In the New Zealand parliamentary elections, the National Party, led by Christopher Dixon, has won by a clear margin over the Labour Party of current Prime Minister Chris Hipkins.

According to data from the New Zealand Electoral Commission, the conservative party obtained 39% of the votes, ahead of Labour by twelve points. In third place, the Green party won 10.77%, while in fourth place appeared the ultra-liberal ACT party (ACT stands for “Association of Consumers and Taxpayers”) with 9%. Further behind, with 6.5%, was the New Zealand First Party, while Te Pāti Māori, an identity grouping that defends indigenous rights, achieved 2.6%.

According to these figures, the National Party would have 50 seats in the new parliament, which in a coalition with the 11 so-called “libertarians” would allow it to form a majority government. Labour would have 34 MPs, the Greens 14, the New Zealand First Party 8, while the centre-left Maori party would have 4 seats.

According to local analysts, voters, especially middle-class voters, would have been attracted by the promise of lowering the country’s historically high inflation and reducing its national debt.

From the point of view of the necessary international geopolitical détente, the shift to the right is not good news. From a historical stance opposed to armament, the country could be tempted to move closer to the recently formed AUKUS bloc between Australia, the United Kingdom and the United States, an extension of the strategic rivalry created by the Anglo-American sphere to counterbalance the specific weight of China in this area.

The setback of the indigenous peoples in Australia

On Saturday, October 14, a referendum took place in Australia that aimed to reform the Constitution by recognising indigenous peoples through a parliamentary consultative body known as the Indigenous Voice.

To pass, the initiative had to achieve a majority of votes in favour nationally and in at least four of Australia’s six states.

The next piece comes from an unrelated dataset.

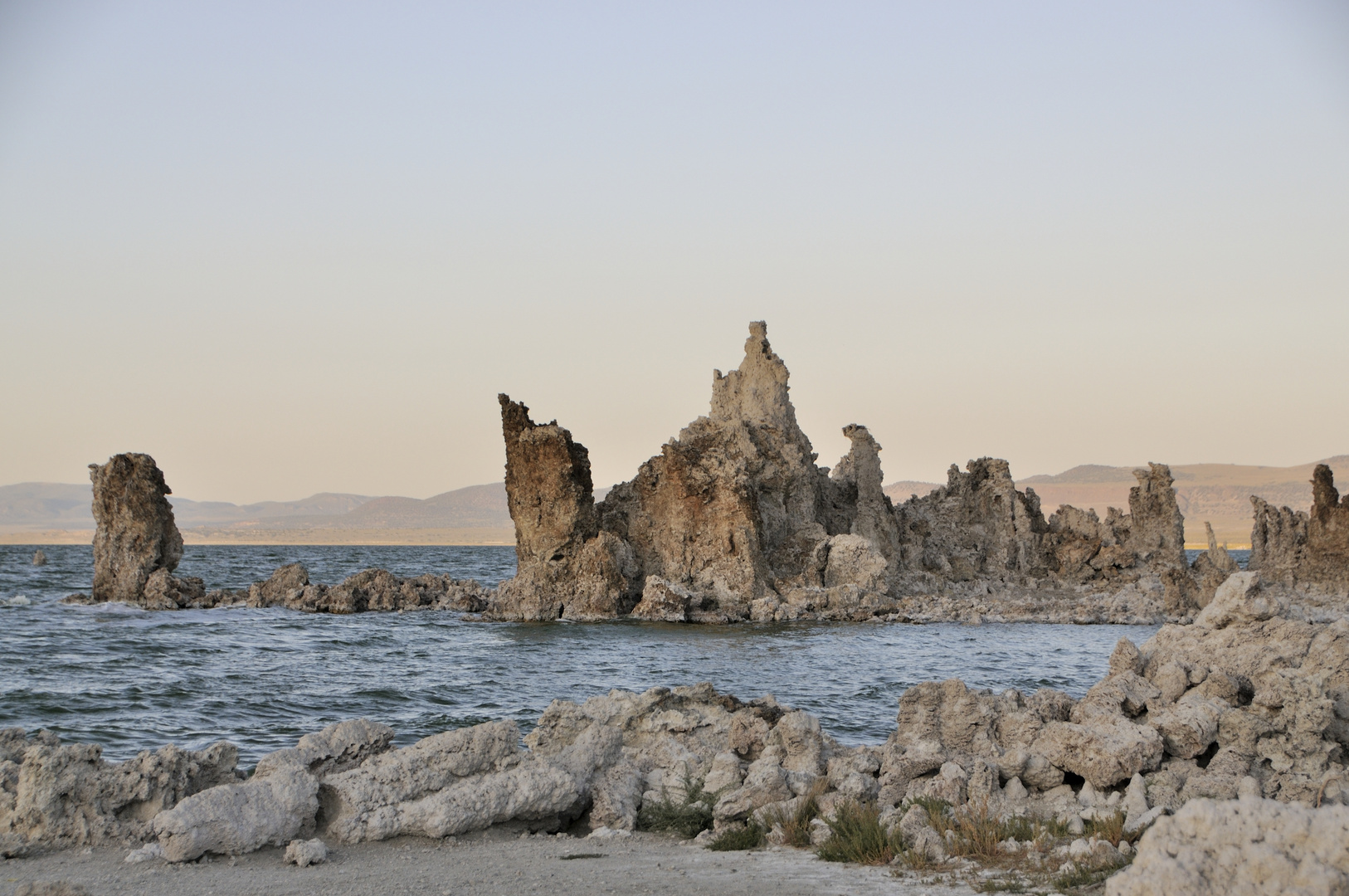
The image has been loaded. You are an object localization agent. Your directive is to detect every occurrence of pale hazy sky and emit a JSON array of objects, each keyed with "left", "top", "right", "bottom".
[{"left": 0, "top": 0, "right": 1349, "bottom": 502}]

The results scuppered the proposal. Of the 17.6 million Australians eligible to vote, some 13 million participated and 60 per cent voted No, while 40 per cent approved the initiative. On the other hand, no majority was obtained in any of the states.

The proposal was designed to improve the lives of the 800,000 indigenous Australians, the most vulnerable population, who make up about 3.8 per cent of Australia’s total population.

Some statistics are a stark illustration of the inequalities faced by Aboriginal people. On average, indigenous youth aged 10-17 are arrested almost 25 times more than their non-indigenous peers, while the suicide rate among indigenous people is more than double that of non-indigenous people, at 27 to 12 per 100,000 people, according to data from 2021.

As a nation of 26 million inhabitants composed mainly of immigrants and their descendants – even today 30 % of the resident population is foreign-born – it is painful to note that here, as in other regions of the world, reciprocity and empathy with indigenous populations have a long way to go.